Why is it that this easily read book feels so slight, despite competent writing and the neat employment of events that move from St Petersburg to Paris and finally to Adelaide – apart from the fact that its large, open type disguises its brevity? It may be because McConnochie, according to the blurb, ‘works in television as a scriptwriter and editor’. Why The Snow Queen does not satisfy might be sheeted home to the faults of virtues that do not stretch to prose fiction. (Is it in order to persuade us that there is a novelist hunched over her desk that the chapter numbers are written out in copperplate, using the kind of thick nib designed for italic handwriting?) It resembles a ‘treatment’, in which all the potential is laid out but not come to grips with, a sense only strengthened when I searched out some reviews of McConnochie’s first novel, Coldwater (2001), which I haven’t read, and which displaced the three Brontë sisters and their harsh father, all now surnamed Wolf, onto an island penal colony off the coast of Australia. Both these reviews and The Snow Queen have the ring of bright ideas that would make good television screenplays. For the latter, the scenes would be set out as follows: ‘1973 – Teddy (Edward Larwood) arrives back in Adelaide after forty-odd years abroad to direct, by invitation, ‘Ballet South’, a brand new company. Switch to old lady with passionate heart and rich husband (the older Galina), who bitterly resents this development and makes her feelings plain at a dinner party for twelve, reviling Larwood over the fondue. Galina decides to write a memoir: flashback to the Imperial Ballet School etc.’ Very picturesque.

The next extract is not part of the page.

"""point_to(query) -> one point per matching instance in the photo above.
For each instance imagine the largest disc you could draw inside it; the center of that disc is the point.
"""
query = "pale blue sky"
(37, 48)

But what happened to the editing in the paragraph where Galina falls through the ice while skating? ‘There was no one near me, no one had seen me fall.’ A few lines later, we learn: ‘Someone had seen me go through …’ A dramatic, if contradictory, rescue can take place. Flash forward and change scene to Teddy and his stereotypically conventional sister’s Christmas dinner. Flashback to Galina’s defection to the Paris Opera in 1918. You get the picture. Or rather, you don’t, because what you actually get is the novel, much of it told through Galina’s memoir, in which McConnochie faithfully reproduces the stilted English of a non-native speaker. Moreover, because of her austere view of what is proper, Galina does not tell the whole story; the memoir omits the real issue – the secret springs of what she felt for Teddy, and he for her. These feelings never quite mirrored each other, as we ultimately find out (and I don’t want to give away the whole story), but somewhere along the line an opportunity seems to have been missed. Can you write a novel based on a book-within-a-book, when the former leaves out, for reasons of character, the truly gripping bits? It seems to result in little dramatic tension and a great deal of recounting, interspersed towards the end with dribbles of explanation.
I am sure there will be an audience for The Snow Queen – particularly balletomanes and Adelaideans – and the romantic cover will enhance the bookstands. But it will not advance the cause of the Australian novel.